Production

We use different tools and setup for production. We do not fully provide this part with the template. Why?

  1. It requires a lot of server configuration

  2. It heavily depends on your needs: performance, price, technology, etc

  3. It is possible to show some vulnerable parts to possible attackers

So, you will need to deploy your application by yourself. Here, we would like to cover some basic things that are not changed from deployment strategy.

The easiest deployment strategy for small apps is docker-compose and systemd inside a host operating system.

Production configuration

You will need to specify extra configuration to run docker-compose in production.
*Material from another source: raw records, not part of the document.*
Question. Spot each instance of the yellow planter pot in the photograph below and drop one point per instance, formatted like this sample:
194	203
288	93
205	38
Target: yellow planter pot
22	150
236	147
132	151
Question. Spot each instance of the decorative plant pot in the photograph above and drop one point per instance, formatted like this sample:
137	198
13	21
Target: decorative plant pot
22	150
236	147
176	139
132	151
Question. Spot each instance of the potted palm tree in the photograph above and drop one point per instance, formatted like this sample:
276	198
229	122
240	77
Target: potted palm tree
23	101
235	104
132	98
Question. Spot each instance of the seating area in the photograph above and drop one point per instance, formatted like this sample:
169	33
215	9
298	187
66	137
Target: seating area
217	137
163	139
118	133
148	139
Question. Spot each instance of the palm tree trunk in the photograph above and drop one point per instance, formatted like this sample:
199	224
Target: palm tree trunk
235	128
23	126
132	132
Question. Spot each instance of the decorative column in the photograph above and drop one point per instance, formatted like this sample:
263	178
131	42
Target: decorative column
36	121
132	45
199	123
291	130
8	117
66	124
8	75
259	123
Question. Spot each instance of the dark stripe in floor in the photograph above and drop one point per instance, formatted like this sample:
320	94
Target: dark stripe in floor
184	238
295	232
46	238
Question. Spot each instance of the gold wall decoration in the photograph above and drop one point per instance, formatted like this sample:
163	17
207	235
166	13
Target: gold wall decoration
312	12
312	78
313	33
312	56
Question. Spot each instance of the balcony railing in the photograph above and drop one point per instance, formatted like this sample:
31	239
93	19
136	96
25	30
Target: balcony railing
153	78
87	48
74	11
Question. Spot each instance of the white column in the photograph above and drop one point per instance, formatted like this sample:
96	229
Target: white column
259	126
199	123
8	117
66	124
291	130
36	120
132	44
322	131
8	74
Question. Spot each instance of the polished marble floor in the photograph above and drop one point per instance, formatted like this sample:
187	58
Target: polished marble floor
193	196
Since production build also uses caddy, which is not required in the development build.

docker compose -f docker-compose.yml -f docker/docker-compose.prod.yml up

Pulling pre-built images

You will need to pull pre-built images from Gitlab to run them. How to do that?

The first step is to create a personal access token for this service. Then, login into your registry with:

docker login registry.gitlab.your.domain

And now you are ready to pull your images:

docker pull your-image:latest

See official Gitlab docs.

Updating already running service

If you deploy with docker compose on a single host, update by pulling new images and recreating containers:

docker compose -f docker-compose.yml -f docker/docker-compose.prod.yml pull
docker compose -f docker-compose.yml -f docker/docker-compose.prod.yml up -d

If you build images on the server instead of pulling pre-built ones, rebuild and recreate:

docker compose -f docker-compose.yml -f docker/docker-compose.prod.yml up -d --build

See docker compose up.

Zero-Time Updates

Zero-Time Updates can be tricky. You need to create containers with the new code, update existing services, wait for the working sessions to be completed, and to shut down old containers.